Broad-spectrum coronavirus antiviral drug discovery
Published in Expert Opinion on Drug Discovery, 2019
Allison L. Totura, Sina Bavari
Highly pathogenic coronaviruses SARS-CoV and MERS-CoV recently emerged into human populations, but other human coronaviruses (HCoVs) including HCoV-OC43, HCoV-229E, HCoV-NL63, and HCoV-HKU1 are estimated to have circulated in human populations for hundreds of years, causing mild respiratory illness to which approximately 5–30% of ‘common colds’ are attributed [7,8]. Within the Coronaviridae family (order Nidovirales) four genera are recognized: alphacoronavirus, betacoronavirus, gammacoronavirus, and deltacoronavirus. The six HCoVs (Table 1) currently identified belong to the genera alphacoronavirus (HCoV-229E and HCoV-NL63) and betacoronavirus (SARS-CoV, MERS-CoV, HCoV-OC43, and HCoV-HKU1).
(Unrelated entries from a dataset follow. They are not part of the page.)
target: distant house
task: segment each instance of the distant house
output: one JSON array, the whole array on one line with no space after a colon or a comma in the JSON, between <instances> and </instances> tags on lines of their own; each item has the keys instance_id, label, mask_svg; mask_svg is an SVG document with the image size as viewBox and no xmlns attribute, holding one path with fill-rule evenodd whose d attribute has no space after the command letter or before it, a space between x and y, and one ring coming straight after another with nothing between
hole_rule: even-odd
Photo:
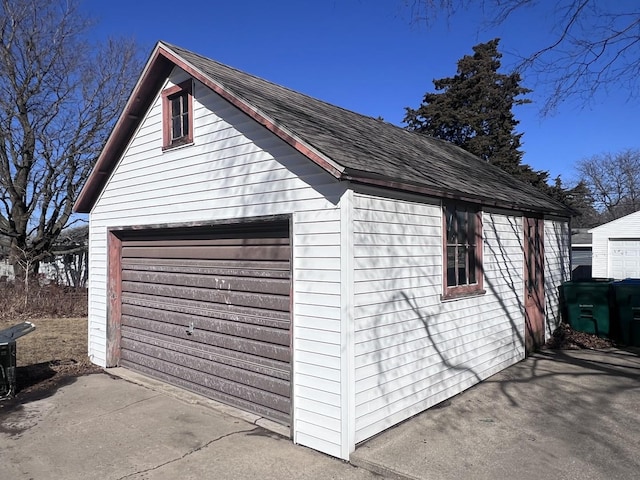
<instances>
[{"instance_id":1,"label":"distant house","mask_svg":"<svg viewBox=\"0 0 640 480\"><path fill-rule=\"evenodd\" d=\"M447 142L159 43L75 206L89 355L358 442L559 323L566 208Z\"/></svg>"},{"instance_id":2,"label":"distant house","mask_svg":"<svg viewBox=\"0 0 640 480\"><path fill-rule=\"evenodd\" d=\"M63 230L47 257L39 264L39 281L71 287L86 287L89 276L89 228ZM15 278L10 259L10 242L0 237L0 280Z\"/></svg>"},{"instance_id":3,"label":"distant house","mask_svg":"<svg viewBox=\"0 0 640 480\"><path fill-rule=\"evenodd\" d=\"M591 278L591 233L587 228L579 228L571 233L571 278L580 280Z\"/></svg>"},{"instance_id":4,"label":"distant house","mask_svg":"<svg viewBox=\"0 0 640 480\"><path fill-rule=\"evenodd\" d=\"M58 285L84 288L89 280L89 227L63 230L40 272Z\"/></svg>"},{"instance_id":5,"label":"distant house","mask_svg":"<svg viewBox=\"0 0 640 480\"><path fill-rule=\"evenodd\" d=\"M593 276L640 278L640 212L592 228Z\"/></svg>"},{"instance_id":6,"label":"distant house","mask_svg":"<svg viewBox=\"0 0 640 480\"><path fill-rule=\"evenodd\" d=\"M0 235L0 282L7 281L13 275L13 266L9 263L9 239Z\"/></svg>"}]
</instances>

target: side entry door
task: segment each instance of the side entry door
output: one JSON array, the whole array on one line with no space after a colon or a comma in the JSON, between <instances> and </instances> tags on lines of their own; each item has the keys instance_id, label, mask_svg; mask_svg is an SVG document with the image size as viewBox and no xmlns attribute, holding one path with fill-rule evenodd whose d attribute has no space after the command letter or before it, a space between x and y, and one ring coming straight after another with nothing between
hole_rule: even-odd
<instances>
[{"instance_id":1,"label":"side entry door","mask_svg":"<svg viewBox=\"0 0 640 480\"><path fill-rule=\"evenodd\" d=\"M544 344L544 220L524 217L525 352Z\"/></svg>"}]
</instances>

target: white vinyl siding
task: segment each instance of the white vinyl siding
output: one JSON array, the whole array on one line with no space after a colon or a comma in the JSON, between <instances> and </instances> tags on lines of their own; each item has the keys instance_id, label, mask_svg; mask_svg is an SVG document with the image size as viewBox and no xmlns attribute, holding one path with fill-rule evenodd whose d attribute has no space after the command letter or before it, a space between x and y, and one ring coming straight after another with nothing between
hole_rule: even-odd
<instances>
[{"instance_id":1,"label":"white vinyl siding","mask_svg":"<svg viewBox=\"0 0 640 480\"><path fill-rule=\"evenodd\" d=\"M193 100L194 144L162 152L158 95L91 212L89 355L105 365L109 227L290 214L294 441L340 456L345 186L198 82Z\"/></svg>"},{"instance_id":2,"label":"white vinyl siding","mask_svg":"<svg viewBox=\"0 0 640 480\"><path fill-rule=\"evenodd\" d=\"M545 338L560 325L560 290L571 280L571 239L567 220L544 222Z\"/></svg>"},{"instance_id":3,"label":"white vinyl siding","mask_svg":"<svg viewBox=\"0 0 640 480\"><path fill-rule=\"evenodd\" d=\"M483 236L486 293L442 301L441 207L354 196L356 442L524 357L521 219Z\"/></svg>"}]
</instances>

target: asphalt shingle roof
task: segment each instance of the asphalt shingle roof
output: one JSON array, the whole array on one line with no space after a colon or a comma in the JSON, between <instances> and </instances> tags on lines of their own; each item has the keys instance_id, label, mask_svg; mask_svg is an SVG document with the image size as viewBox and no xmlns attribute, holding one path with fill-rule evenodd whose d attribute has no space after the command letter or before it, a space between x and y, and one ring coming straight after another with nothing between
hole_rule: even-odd
<instances>
[{"instance_id":1,"label":"asphalt shingle roof","mask_svg":"<svg viewBox=\"0 0 640 480\"><path fill-rule=\"evenodd\" d=\"M410 132L164 43L348 173L383 177L449 195L568 214L564 205L449 142Z\"/></svg>"}]
</instances>

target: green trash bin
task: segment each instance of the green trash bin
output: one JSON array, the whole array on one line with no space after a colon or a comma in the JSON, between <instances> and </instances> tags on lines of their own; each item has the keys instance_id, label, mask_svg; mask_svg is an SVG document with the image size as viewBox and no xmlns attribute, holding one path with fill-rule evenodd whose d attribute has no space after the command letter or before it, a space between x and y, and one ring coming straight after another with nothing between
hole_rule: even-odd
<instances>
[{"instance_id":1,"label":"green trash bin","mask_svg":"<svg viewBox=\"0 0 640 480\"><path fill-rule=\"evenodd\" d=\"M614 282L616 339L640 347L640 279L627 278Z\"/></svg>"},{"instance_id":2,"label":"green trash bin","mask_svg":"<svg viewBox=\"0 0 640 480\"><path fill-rule=\"evenodd\" d=\"M609 338L612 278L591 278L562 284L562 312L578 332Z\"/></svg>"}]
</instances>

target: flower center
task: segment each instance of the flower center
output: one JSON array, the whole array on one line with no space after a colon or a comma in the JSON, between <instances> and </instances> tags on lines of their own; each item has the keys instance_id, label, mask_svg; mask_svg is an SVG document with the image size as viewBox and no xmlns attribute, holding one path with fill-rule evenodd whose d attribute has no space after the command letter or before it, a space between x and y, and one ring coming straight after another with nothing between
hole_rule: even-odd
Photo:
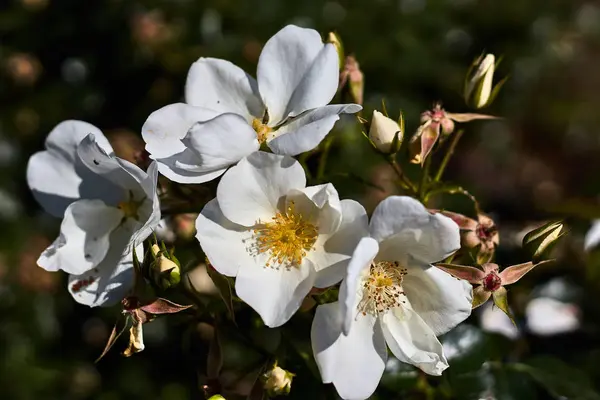
<instances>
[{"instance_id":1,"label":"flower center","mask_svg":"<svg viewBox=\"0 0 600 400\"><path fill-rule=\"evenodd\" d=\"M377 315L392 308L399 307L402 300L402 280L406 268L401 268L398 262L373 262L369 267L369 275L362 283L362 300L358 310L363 314Z\"/></svg>"},{"instance_id":2,"label":"flower center","mask_svg":"<svg viewBox=\"0 0 600 400\"><path fill-rule=\"evenodd\" d=\"M266 142L269 134L273 132L273 128L267 126L267 124L263 124L258 118L252 120L252 129L256 131L256 137L260 144Z\"/></svg>"},{"instance_id":3,"label":"flower center","mask_svg":"<svg viewBox=\"0 0 600 400\"><path fill-rule=\"evenodd\" d=\"M144 201L135 201L133 199L133 193L129 193L129 200L120 202L117 207L125 214L124 218L133 218L139 220L138 210Z\"/></svg>"},{"instance_id":4,"label":"flower center","mask_svg":"<svg viewBox=\"0 0 600 400\"><path fill-rule=\"evenodd\" d=\"M313 249L319 231L296 213L294 202L285 212L277 213L271 222L257 222L253 238L258 253L269 253L266 266L279 269L299 267L306 253Z\"/></svg>"},{"instance_id":5,"label":"flower center","mask_svg":"<svg viewBox=\"0 0 600 400\"><path fill-rule=\"evenodd\" d=\"M488 241L492 238L492 235L496 232L495 226L478 224L477 228L475 228L475 233L479 240Z\"/></svg>"},{"instance_id":6,"label":"flower center","mask_svg":"<svg viewBox=\"0 0 600 400\"><path fill-rule=\"evenodd\" d=\"M494 292L500 289L500 286L502 286L502 279L494 272L487 274L483 278L483 289L488 292Z\"/></svg>"}]
</instances>

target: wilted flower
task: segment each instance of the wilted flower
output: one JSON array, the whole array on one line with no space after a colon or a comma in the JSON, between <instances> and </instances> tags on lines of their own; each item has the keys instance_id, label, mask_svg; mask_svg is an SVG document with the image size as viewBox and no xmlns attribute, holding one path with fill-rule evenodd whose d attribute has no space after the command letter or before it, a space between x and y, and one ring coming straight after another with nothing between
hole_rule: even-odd
<instances>
[{"instance_id":1,"label":"wilted flower","mask_svg":"<svg viewBox=\"0 0 600 400\"><path fill-rule=\"evenodd\" d=\"M344 399L376 389L387 347L431 375L448 367L436 336L471 314L467 282L431 266L460 247L458 227L411 197L390 196L356 247L339 300L317 308L311 329L323 382ZM387 343L387 346L386 346Z\"/></svg>"},{"instance_id":2,"label":"wilted flower","mask_svg":"<svg viewBox=\"0 0 600 400\"><path fill-rule=\"evenodd\" d=\"M592 221L592 226L585 234L583 248L590 251L600 243L600 219Z\"/></svg>"},{"instance_id":3,"label":"wilted flower","mask_svg":"<svg viewBox=\"0 0 600 400\"><path fill-rule=\"evenodd\" d=\"M496 117L473 113L449 113L442 105L436 103L432 110L421 114L421 125L410 139L411 162L423 164L433 146L437 143L440 133L450 135L454 132L455 122L469 122L477 119L494 119Z\"/></svg>"},{"instance_id":4,"label":"wilted flower","mask_svg":"<svg viewBox=\"0 0 600 400\"><path fill-rule=\"evenodd\" d=\"M331 184L306 187L293 158L255 152L223 175L196 230L214 268L235 276L237 295L276 327L313 286L343 278L367 216Z\"/></svg>"},{"instance_id":5,"label":"wilted flower","mask_svg":"<svg viewBox=\"0 0 600 400\"><path fill-rule=\"evenodd\" d=\"M187 104L155 111L142 127L146 150L163 175L181 183L212 180L262 144L278 154L312 150L339 114L362 109L327 105L338 78L335 46L312 29L288 25L265 44L257 80L225 60L196 61Z\"/></svg>"},{"instance_id":6,"label":"wilted flower","mask_svg":"<svg viewBox=\"0 0 600 400\"><path fill-rule=\"evenodd\" d=\"M438 268L448 272L458 279L464 279L474 285L473 289L473 308L484 304L490 296L494 298L494 304L506 313L511 319L511 313L508 309L508 300L506 299L506 289L504 286L517 282L526 273L538 265L547 263L542 261L537 264L526 262L523 264L512 265L499 272L498 264L483 264L483 270L476 267L456 264L436 264Z\"/></svg>"},{"instance_id":7,"label":"wilted flower","mask_svg":"<svg viewBox=\"0 0 600 400\"><path fill-rule=\"evenodd\" d=\"M348 82L350 96L355 103L362 105L365 91L365 75L360 70L360 65L354 56L347 56L344 61L344 68L340 73L340 88L343 88Z\"/></svg>"},{"instance_id":8,"label":"wilted flower","mask_svg":"<svg viewBox=\"0 0 600 400\"><path fill-rule=\"evenodd\" d=\"M581 310L574 303L537 297L525 307L527 329L540 336L573 332L581 326Z\"/></svg>"},{"instance_id":9,"label":"wilted flower","mask_svg":"<svg viewBox=\"0 0 600 400\"><path fill-rule=\"evenodd\" d=\"M373 111L369 139L382 153L397 153L400 149L404 137L402 115L400 121L401 123L398 123L377 110Z\"/></svg>"},{"instance_id":10,"label":"wilted flower","mask_svg":"<svg viewBox=\"0 0 600 400\"><path fill-rule=\"evenodd\" d=\"M63 221L38 265L70 273L69 291L79 303L112 304L133 283L131 250L160 220L156 163L146 173L115 157L102 132L82 121L57 125L46 148L29 159L27 182Z\"/></svg>"},{"instance_id":11,"label":"wilted flower","mask_svg":"<svg viewBox=\"0 0 600 400\"><path fill-rule=\"evenodd\" d=\"M161 249L158 244L150 247L152 257L152 274L156 284L162 289L176 286L181 280L179 261L173 254Z\"/></svg>"},{"instance_id":12,"label":"wilted flower","mask_svg":"<svg viewBox=\"0 0 600 400\"><path fill-rule=\"evenodd\" d=\"M295 374L281 368L275 363L273 368L263 374L264 388L269 396L289 394Z\"/></svg>"},{"instance_id":13,"label":"wilted flower","mask_svg":"<svg viewBox=\"0 0 600 400\"><path fill-rule=\"evenodd\" d=\"M331 43L335 46L339 58L339 66L340 68L344 68L344 44L342 43L340 35L335 32L329 32L327 35L327 43Z\"/></svg>"},{"instance_id":14,"label":"wilted flower","mask_svg":"<svg viewBox=\"0 0 600 400\"><path fill-rule=\"evenodd\" d=\"M494 87L494 71L496 57L493 54L481 55L471 66L465 80L464 97L467 104L473 108L487 107L498 94L506 78ZM472 72L472 74L471 74Z\"/></svg>"},{"instance_id":15,"label":"wilted flower","mask_svg":"<svg viewBox=\"0 0 600 400\"><path fill-rule=\"evenodd\" d=\"M442 214L456 222L461 231L461 246L477 251L478 264L492 259L496 247L500 243L500 235L494 221L485 214L478 214L477 221L462 214L442 211Z\"/></svg>"}]
</instances>

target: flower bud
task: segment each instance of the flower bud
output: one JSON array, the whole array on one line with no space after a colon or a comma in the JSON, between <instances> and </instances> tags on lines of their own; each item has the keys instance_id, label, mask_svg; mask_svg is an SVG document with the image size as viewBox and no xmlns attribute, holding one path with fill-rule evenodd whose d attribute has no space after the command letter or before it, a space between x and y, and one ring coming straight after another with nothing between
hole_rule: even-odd
<instances>
[{"instance_id":1,"label":"flower bud","mask_svg":"<svg viewBox=\"0 0 600 400\"><path fill-rule=\"evenodd\" d=\"M357 103L363 103L363 94L365 89L365 76L360 70L360 66L354 56L348 56L344 60L344 68L340 72L339 89L348 83L350 97Z\"/></svg>"},{"instance_id":2,"label":"flower bud","mask_svg":"<svg viewBox=\"0 0 600 400\"><path fill-rule=\"evenodd\" d=\"M270 371L263 374L264 388L269 396L289 394L294 374L279 367L277 363Z\"/></svg>"},{"instance_id":3,"label":"flower bud","mask_svg":"<svg viewBox=\"0 0 600 400\"><path fill-rule=\"evenodd\" d=\"M335 46L340 62L340 69L344 68L344 45L342 44L340 35L335 32L329 32L329 35L327 35L327 43L331 43Z\"/></svg>"},{"instance_id":4,"label":"flower bud","mask_svg":"<svg viewBox=\"0 0 600 400\"><path fill-rule=\"evenodd\" d=\"M402 144L404 132L400 124L379 111L373 111L369 139L382 153L397 153Z\"/></svg>"},{"instance_id":5,"label":"flower bud","mask_svg":"<svg viewBox=\"0 0 600 400\"><path fill-rule=\"evenodd\" d=\"M179 284L181 271L177 260L161 250L157 244L152 245L151 251L154 256L152 273L156 284L162 289L168 289Z\"/></svg>"},{"instance_id":6,"label":"flower bud","mask_svg":"<svg viewBox=\"0 0 600 400\"><path fill-rule=\"evenodd\" d=\"M211 396L208 400L226 400L225 397L221 396L220 394L215 394L214 396Z\"/></svg>"},{"instance_id":7,"label":"flower bud","mask_svg":"<svg viewBox=\"0 0 600 400\"><path fill-rule=\"evenodd\" d=\"M563 227L561 221L551 221L532 230L523 238L523 249L531 254L532 260L539 260L565 234Z\"/></svg>"},{"instance_id":8,"label":"flower bud","mask_svg":"<svg viewBox=\"0 0 600 400\"><path fill-rule=\"evenodd\" d=\"M485 57L479 57L472 68L475 72L465 82L465 100L473 108L483 108L488 106L495 97L495 93L504 83L493 86L494 71L496 69L496 58L493 54L487 54ZM469 74L470 75L470 74Z\"/></svg>"}]
</instances>

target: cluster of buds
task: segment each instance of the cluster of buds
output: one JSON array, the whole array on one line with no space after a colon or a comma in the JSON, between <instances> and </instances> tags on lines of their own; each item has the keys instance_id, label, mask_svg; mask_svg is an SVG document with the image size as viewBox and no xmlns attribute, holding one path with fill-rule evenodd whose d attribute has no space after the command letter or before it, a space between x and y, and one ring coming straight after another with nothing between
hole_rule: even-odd
<instances>
[{"instance_id":1,"label":"cluster of buds","mask_svg":"<svg viewBox=\"0 0 600 400\"><path fill-rule=\"evenodd\" d=\"M502 79L494 86L494 72L499 62L496 62L493 54L475 59L465 79L464 97L468 106L479 109L494 101L507 79Z\"/></svg>"},{"instance_id":2,"label":"cluster of buds","mask_svg":"<svg viewBox=\"0 0 600 400\"><path fill-rule=\"evenodd\" d=\"M366 120L361 120L366 123ZM404 116L400 113L398 121L391 119L387 112L373 111L373 117L368 129L369 142L375 150L382 154L396 154L404 138Z\"/></svg>"},{"instance_id":3,"label":"cluster of buds","mask_svg":"<svg viewBox=\"0 0 600 400\"><path fill-rule=\"evenodd\" d=\"M150 251L153 257L150 271L154 283L163 290L179 284L181 266L173 251L167 251L164 244L161 248L156 243L152 245Z\"/></svg>"},{"instance_id":4,"label":"cluster of buds","mask_svg":"<svg viewBox=\"0 0 600 400\"><path fill-rule=\"evenodd\" d=\"M338 90L341 90L348 84L350 98L356 104L362 105L365 91L365 75L360 70L358 61L356 61L356 58L353 55L346 56L344 54L344 45L337 33L329 32L327 43L331 43L335 46L339 57L340 80Z\"/></svg>"}]
</instances>

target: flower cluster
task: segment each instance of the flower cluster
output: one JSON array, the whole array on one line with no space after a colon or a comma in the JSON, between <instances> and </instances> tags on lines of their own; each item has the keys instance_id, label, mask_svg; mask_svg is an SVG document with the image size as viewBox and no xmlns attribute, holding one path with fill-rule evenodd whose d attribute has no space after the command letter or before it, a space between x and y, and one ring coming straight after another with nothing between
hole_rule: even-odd
<instances>
[{"instance_id":1,"label":"flower cluster","mask_svg":"<svg viewBox=\"0 0 600 400\"><path fill-rule=\"evenodd\" d=\"M529 263L497 273L495 264L484 270L434 266L462 254L461 247L477 248L477 263L488 263L499 243L489 217L475 221L425 206L440 193L447 163L444 157L432 178L431 158L450 137L451 155L460 137L453 136L455 122L491 116L449 113L439 104L424 112L406 160L422 166L418 185L396 159L406 134L403 115L396 122L384 109L374 111L370 122L361 118L365 137L406 192L384 199L370 221L360 203L340 199L322 174L310 184L310 168L294 156L326 155L324 139L340 115L362 110L359 104L329 104L346 83L350 97L362 102L363 74L342 48L336 35L324 43L316 31L289 25L264 45L256 80L228 61L200 58L187 76L186 102L153 112L141 128L152 160L146 171L116 157L100 130L81 121L59 124L46 150L31 157L27 179L34 196L62 218L59 237L38 264L71 274L69 291L82 304L121 301L132 324L126 355L144 348L142 324L188 308L158 297L176 289L186 272L172 250L146 241L165 229L159 197L163 202L169 193L157 194L158 172L178 184L220 179L214 198L192 210L198 213L195 237L215 286L235 280L236 300L264 325L279 327L298 310L311 311L315 293L328 289L329 300L320 298L314 311L312 349L323 382L333 383L345 399L371 396L388 349L402 362L441 375L448 361L437 337L464 321L473 305L505 293L502 286L518 279L512 270L519 269L520 277L533 268ZM467 91L476 108L492 98L491 60L482 61ZM194 191L184 193L192 197ZM140 264L136 254L144 249ZM457 273L461 268L471 274ZM481 285L475 298L469 282ZM144 286L155 293L142 296ZM224 299L234 314L232 296L228 290ZM292 376L275 363L264 375L265 390L289 392Z\"/></svg>"}]
</instances>

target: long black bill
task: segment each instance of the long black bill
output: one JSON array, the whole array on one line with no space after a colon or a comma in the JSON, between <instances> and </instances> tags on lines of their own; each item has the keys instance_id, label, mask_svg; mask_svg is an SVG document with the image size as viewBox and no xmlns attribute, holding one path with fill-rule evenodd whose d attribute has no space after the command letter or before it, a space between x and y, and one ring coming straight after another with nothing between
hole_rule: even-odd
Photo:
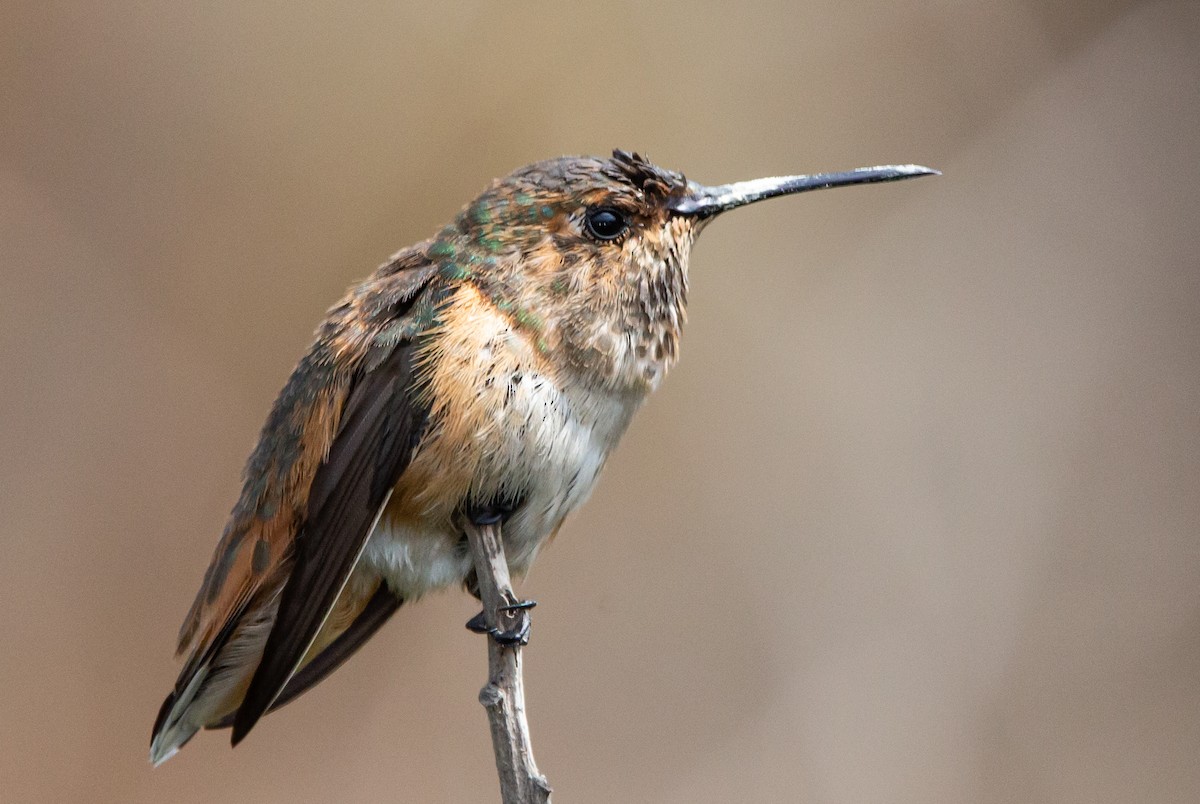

Gammacoronaviruses and deltacoronaviruses have no known viruses that infect humans, but contain important agricultural pathogens of livestock. Epizootic coronaviruses in animals cause a wide range of disease signs resulting from respiratory, enteric, and neurological tissue tropism. Although HCoVs cause primarily respiratory symptoms, the potential for a wide range of severe disease symptoms in humans caused by infection by future emergent coronaviruses cannot be excluded. Despite the severity and diversity of coronavirus disease signs and symptoms affecting a large number of important livestock species as well as humans, there are no proven therapies that specifically target CoVs.